The report notes that the opium price in Afghanistan is about one-tenth of the wholesale or trade price in Europe and a mere one percent of the street price in Europe. It's always those damned middlemen, isn't it?
Of the $4-billion in opium money that actually reaches Afghanistan, barely a quarter of that actually goes to the peasant farmers. "District officials take a percentage through a tax on crops (known as "ushr"). Insurgents and warlords control the business of producing and distributing the drugs. The rest is made by drug traffickers."
Let's face it - opium is the growth industry in Afghanistan, one of the poorest countries on the planet. We've hummed and hawed and debated what to do about it. We've tried this and that and still haven't got the faintest idea of how to tackle the problem.

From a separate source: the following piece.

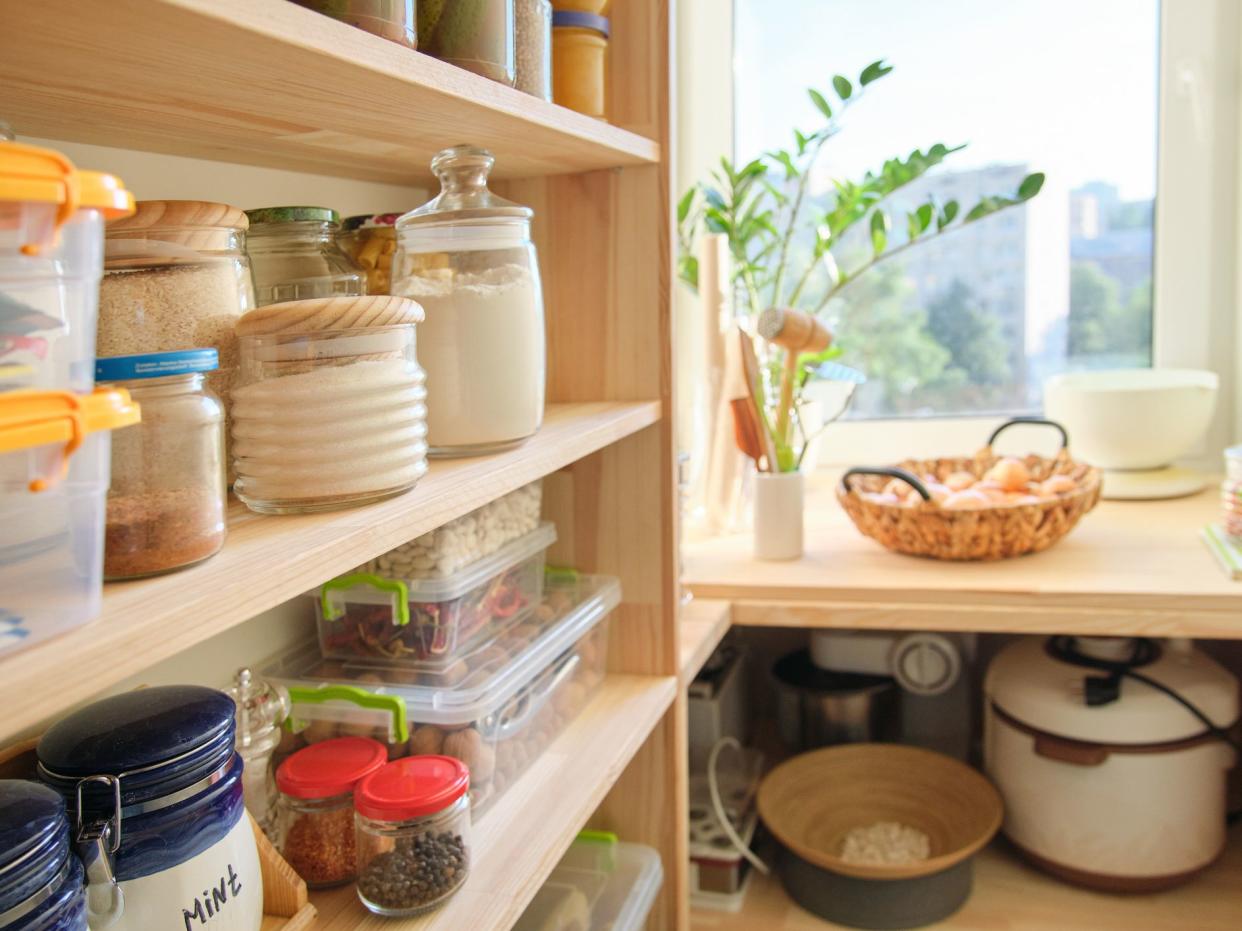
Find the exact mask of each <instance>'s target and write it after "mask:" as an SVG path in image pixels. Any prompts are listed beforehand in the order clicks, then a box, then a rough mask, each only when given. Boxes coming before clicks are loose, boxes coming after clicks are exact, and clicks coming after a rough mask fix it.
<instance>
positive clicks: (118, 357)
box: [96, 349, 226, 580]
mask: <svg viewBox="0 0 1242 931" xmlns="http://www.w3.org/2000/svg"><path fill="white" fill-rule="evenodd" d="M216 365H217V361H216V350H214V349H193V350H188V351H184V353H152V354H148V355H130V356H117V358H113V359H101V360H99V361H98V362H97V365H96V377H97V379H98V380H99V381H101V382H107V384H111V385H114V386H116V387H122V389H125V390H127V391H129V395H130V397H133V398H134V401H137V402H138V403H139V405H140V406H142V411H143V421H142V423H140V425H139V426H137V427H134V428H133V430H128V431H124V432H123V433H120V434H119V436H117V437H116V438H113V441H112V487H111V488H109V489H108V521H107V528H106V531H104V544H103V575H104V578H108V580H119V578H142V577H144V576H153V575H159V573H161V572H170V571H173V570H176V569H184V567H185V566H193V565H195V564H197V562H202V561H204V560H206V559H210V557H211V556H214V555H215V554H217V552H219V551H220V547H222V546H224V545H225V493H226V489H225V427H224V425H225V411H224V406H222V405H221V403H220V398H217V397H216V396H215V395H212V394H211V391H210V390H207V389H206V387H205V386H204V382H202V379H204V375H205V374H206V372H211V371H215V369H216Z"/></svg>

Maybe if we set aside a billion dollars to compensate the peasant farmers and then began slinging everyone else who gorges at the opium trough into prisons, we'd be able to slowly get it under control. Wait, that won't work. Why not? Because we'd have to start by incarcerating the Afghan government and then the warlords and their militias. Then we'd be fighting everyone in that miserable country.
We're propping up a government that, as it stands today six years after the Taliban were run out, is not worth saving, one that is financially, culturally and tribally integrated with the warlords and the insurgents. We think we're fighting the Taliban but, in reality, we're just nibbling away at the edges of a much-larger organization, none of it any damned good.